Self control in the tank
The traditional view on self control is that some people are just better and do exert more self control because this is a “trait” or some kind of natural ability. This model of self control has also been part of the support for the slightly more extreme view that some people exert more self control because they are better human – that is better in some moral capacity.
In this view self control springs eternally from a well of moral righteousness or rectitude, ie. from the assumed fact that your actions are justified and that you are leading a life that is pleasing to God. And in this model it makes sense to spend time on bible studies in order to gain more control over your urges and behaviors. This is clearly getting quite far away from any scientific thinking – past or present – but has nevertheless informed attempts to deal with alcoholism and other addictions.

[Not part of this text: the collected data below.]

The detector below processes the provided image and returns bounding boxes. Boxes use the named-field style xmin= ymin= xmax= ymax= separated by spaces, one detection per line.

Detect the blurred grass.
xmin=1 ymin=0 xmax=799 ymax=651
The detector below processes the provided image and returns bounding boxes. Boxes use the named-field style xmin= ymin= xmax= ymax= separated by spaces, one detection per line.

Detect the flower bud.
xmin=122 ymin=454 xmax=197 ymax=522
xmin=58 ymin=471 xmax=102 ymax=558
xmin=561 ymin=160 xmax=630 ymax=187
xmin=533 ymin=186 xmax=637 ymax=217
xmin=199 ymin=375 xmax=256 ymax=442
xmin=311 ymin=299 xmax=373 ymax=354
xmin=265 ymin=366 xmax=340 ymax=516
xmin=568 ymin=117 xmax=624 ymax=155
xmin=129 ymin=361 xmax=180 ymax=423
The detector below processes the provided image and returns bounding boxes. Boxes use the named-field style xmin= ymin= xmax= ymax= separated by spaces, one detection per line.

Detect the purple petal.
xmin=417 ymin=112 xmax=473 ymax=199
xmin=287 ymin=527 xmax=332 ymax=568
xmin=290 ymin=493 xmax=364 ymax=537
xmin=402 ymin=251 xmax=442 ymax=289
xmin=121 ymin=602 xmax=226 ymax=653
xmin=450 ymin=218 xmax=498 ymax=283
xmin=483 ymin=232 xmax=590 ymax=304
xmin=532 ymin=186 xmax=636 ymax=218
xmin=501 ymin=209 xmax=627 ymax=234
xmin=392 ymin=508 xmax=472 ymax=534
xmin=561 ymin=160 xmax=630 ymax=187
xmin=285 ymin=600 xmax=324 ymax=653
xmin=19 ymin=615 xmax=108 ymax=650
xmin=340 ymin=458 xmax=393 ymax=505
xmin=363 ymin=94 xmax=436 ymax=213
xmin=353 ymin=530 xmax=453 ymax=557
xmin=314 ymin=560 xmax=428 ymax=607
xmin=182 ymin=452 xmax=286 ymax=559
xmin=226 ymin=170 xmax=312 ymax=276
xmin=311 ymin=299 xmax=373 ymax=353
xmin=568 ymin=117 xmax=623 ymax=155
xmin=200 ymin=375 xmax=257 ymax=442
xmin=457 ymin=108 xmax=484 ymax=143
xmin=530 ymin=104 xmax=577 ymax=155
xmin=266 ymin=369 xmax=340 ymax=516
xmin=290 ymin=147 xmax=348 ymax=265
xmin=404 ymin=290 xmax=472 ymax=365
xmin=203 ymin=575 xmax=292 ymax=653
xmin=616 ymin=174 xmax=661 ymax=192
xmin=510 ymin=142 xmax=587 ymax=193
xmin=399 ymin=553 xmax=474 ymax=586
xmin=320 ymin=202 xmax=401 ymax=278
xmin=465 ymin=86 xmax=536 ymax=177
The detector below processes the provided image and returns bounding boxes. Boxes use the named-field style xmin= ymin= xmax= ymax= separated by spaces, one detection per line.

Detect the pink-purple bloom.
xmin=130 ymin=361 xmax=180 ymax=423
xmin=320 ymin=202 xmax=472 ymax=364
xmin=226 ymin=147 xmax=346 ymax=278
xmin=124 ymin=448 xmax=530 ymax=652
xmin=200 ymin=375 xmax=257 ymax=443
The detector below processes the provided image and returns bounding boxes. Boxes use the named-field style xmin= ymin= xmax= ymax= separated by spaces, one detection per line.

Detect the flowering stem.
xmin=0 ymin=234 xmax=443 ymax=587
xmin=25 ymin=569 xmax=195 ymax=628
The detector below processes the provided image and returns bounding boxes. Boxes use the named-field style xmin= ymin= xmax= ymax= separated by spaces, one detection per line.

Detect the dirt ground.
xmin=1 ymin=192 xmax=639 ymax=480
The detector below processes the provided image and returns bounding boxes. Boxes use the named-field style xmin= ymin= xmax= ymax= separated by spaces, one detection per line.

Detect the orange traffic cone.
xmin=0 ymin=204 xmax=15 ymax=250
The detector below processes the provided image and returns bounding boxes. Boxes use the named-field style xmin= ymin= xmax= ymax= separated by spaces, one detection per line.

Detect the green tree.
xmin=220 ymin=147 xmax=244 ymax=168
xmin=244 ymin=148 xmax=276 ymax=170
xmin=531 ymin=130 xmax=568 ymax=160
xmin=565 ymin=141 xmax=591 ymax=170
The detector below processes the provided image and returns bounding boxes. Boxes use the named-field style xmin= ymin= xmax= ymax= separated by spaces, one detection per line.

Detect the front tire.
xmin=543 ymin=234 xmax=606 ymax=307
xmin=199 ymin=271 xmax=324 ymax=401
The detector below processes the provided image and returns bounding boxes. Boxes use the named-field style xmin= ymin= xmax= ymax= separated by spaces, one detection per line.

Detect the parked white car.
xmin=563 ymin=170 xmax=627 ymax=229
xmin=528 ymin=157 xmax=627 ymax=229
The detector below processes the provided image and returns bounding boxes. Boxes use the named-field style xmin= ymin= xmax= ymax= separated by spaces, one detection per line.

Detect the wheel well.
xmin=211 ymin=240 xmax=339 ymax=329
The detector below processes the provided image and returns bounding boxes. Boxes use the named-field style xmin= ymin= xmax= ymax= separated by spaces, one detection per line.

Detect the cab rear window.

While the more extreme version of trait self control model seems quite insane and intensely ill informed, it should also be noted that the scientific community has been rather slow to develop a satisfying alternative. Walter Michel and his team did his now famous marshmallow tests with back in 1960s and tested preschoolers ability to delay gratification: They would tell the kids that they could eat their marshmallow now or wait for the adult to come back and give them one more. The results of this simple test was later shown to predict academic performance over the lifetime of these kids.
But if you had expected this line of research to spark a revolution you would had been disappointed. In the following years there would be nothing but crickets. While Michel carried on with his research, it did not lead to any wider changes in psychology research or applied psychology. Not until just around 2000 when Roy Baumeister and a group of researchers around him started to poke around with the concept of “ego depletion”, the scientific term for what is colloquially known as brainfade.
The basic premise is that your brain is fulled with some resource that self control depends on. You would not expect your car to get you very far if it had no fuel in the tank. But in the “trait” view of self control, you are expected to endlessly apply yourself no matter what the situation or what state you are in. It has been known for a very long time that ex-smokers tend to relapse if and when they come under severe stress. This is very hard to explain in the trait model of self control, but is something that you would expect if self control depends on some limited resource that is spent on dealing with otherwise unrelated stress.
The basic assumption is that while your exert self control you will spend resources, resources that you only have a limited amount of. This means that doing something that takes self control will compromise your ability to exert self control at a later point in the day. And that it becomes extremely interesting to find out how this applies to ordinary people, to addicts, to obese people and to other groups who struggle with maintaining sufficient self control.